Thursday, July 13, 2023

Zones, way back when

The original big ticket feature in Solaris 10 was Zones, a simple virtualization technology that allowed a set of processes to be put aside in a separate namespace and be under the illusion that this was a separate computer system, all under a single shared kernel.

As a result of this sleight of hand, you could connect to a zone using ssh (or, remember this was way back, telnet or rsh), and from the application level you really were in a separate system - with your own file system and network namespaces. It was like magic.

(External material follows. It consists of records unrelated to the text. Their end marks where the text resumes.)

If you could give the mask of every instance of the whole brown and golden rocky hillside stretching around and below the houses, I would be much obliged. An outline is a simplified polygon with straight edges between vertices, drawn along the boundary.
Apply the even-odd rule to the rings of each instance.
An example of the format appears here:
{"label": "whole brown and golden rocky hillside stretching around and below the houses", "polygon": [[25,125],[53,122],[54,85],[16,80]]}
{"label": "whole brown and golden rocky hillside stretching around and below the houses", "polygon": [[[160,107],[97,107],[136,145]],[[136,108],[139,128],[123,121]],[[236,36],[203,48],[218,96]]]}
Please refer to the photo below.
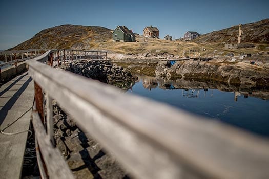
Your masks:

Of the features in Solaris 10, Zones and DTrace were present early in the beta cycle, while SMF just made it into the last couple of beta builds, and ZFS wasn't actually available to customers until well after the first Solaris 10 release.

I ended up using zones in production quite accidentally. In the Solaris 10 Platinum Beta, we were testing the new features, just giving them a good beating, when one of our webservers (it was something like a Netra X1) died. Sure, we could have got it repaired, or reconfigured another server. But as an experiment, I simply fired up a zone on one of my beta systems, gave it the IP address of the failed server, installed apache, copied over the website, and we were back in service in about 5 minutes.

The Zones framework turns out to be incredibly flexible and powerful. I suspect most don't realize just what it's actually capable of, as Sun only gave you a canned product in two variations - whole-root and sparse-root zones. Later you saw glimpses of the power available with the first incarnation of LX zones (or SCLA - Solaris Containers for Linux Applications) and then the Solaris 8 and Solaris 9 containers, which allowed a different set of applications to run inside a zone.

Things actually became more limited in OpenSolaris and its derivatives such as Solaris 11; not only was LX removed, but so were sparse-root zones, and the diversity of potential zone types dwindled.

In illumos, some of the distributions have pushed Zones a bit further. Tribblix brought back sparse root zones, and introduced the alien brand - essentially a way to run any illumos OS or application in a zone. OmniOS has brought back LX, and it's reasonably current (in terms of keeping up with changes in the Linux world). SmartOS ran KVM in Zones, allowing double-hulled virtualization. And we now have bhyve as a fully supported offering for any illumos distribution, usually
embedded in a Zone.

Using a sparse-root zone is incredibly efficient. By sharing the main operating system files (mostly /lib and /usr, but can be others) you can save huge amounts of disk space - you only have to have one copy so that's a saving of anything for a couple of hundred megabytes to a couple of gigabytes of storage per zone. It gets better, because the read-only segments of any binaries and shared libraries are shared between zones, which dramatically reduces the additional memory footprint of each zone. Further on from that, because Solaris has this trick whereby any shared object used more that 8 times (or something like that) is kept resident in memory, all the common applications are always in memory and start incredibly quickly.

One of the things I did was use sparse-root zones and shared filesystems for a development -> test -> production setup. Basically, you create 3 zones, sparse-root ensures they're identical, and 3 filesystems - one each for development, test, and production. You share the development filesystem read-only into the test zone, so deployment from development to test is a straight copy. Likewise test to production.

One of the weaknesses of the way that zones were managed (distinct from the underlying technology framework) is that it was based around packaging. In Solaris 10, packaging and packages knew about zones, and the details about what files and packages ended up in a zone was embedded in the package metadata. Not only is this complex, it's also very rigid - you can't evolve the system without changing the packaging system and modifying all the packages. Sadly, IPS carried forward the same mistake. (In Tribblix, packaging knows nothing about zones whatsoever, but my zones understand packaging and can do the right thing with it - not only with much more flexibility but many times quicker.)

Later on in the Solaris 10 timeframe we got ZFS, which allowed you to do interesting things around sharing data and quickly creating copies of data for zones, allowing you to extend the virtual capabilities of zones from cpu and memory to storage. And the key missing piece, virtualized networking, never made it to Solaris 10 at all, but had to wait for crossbow to arrive in OpenSolaris.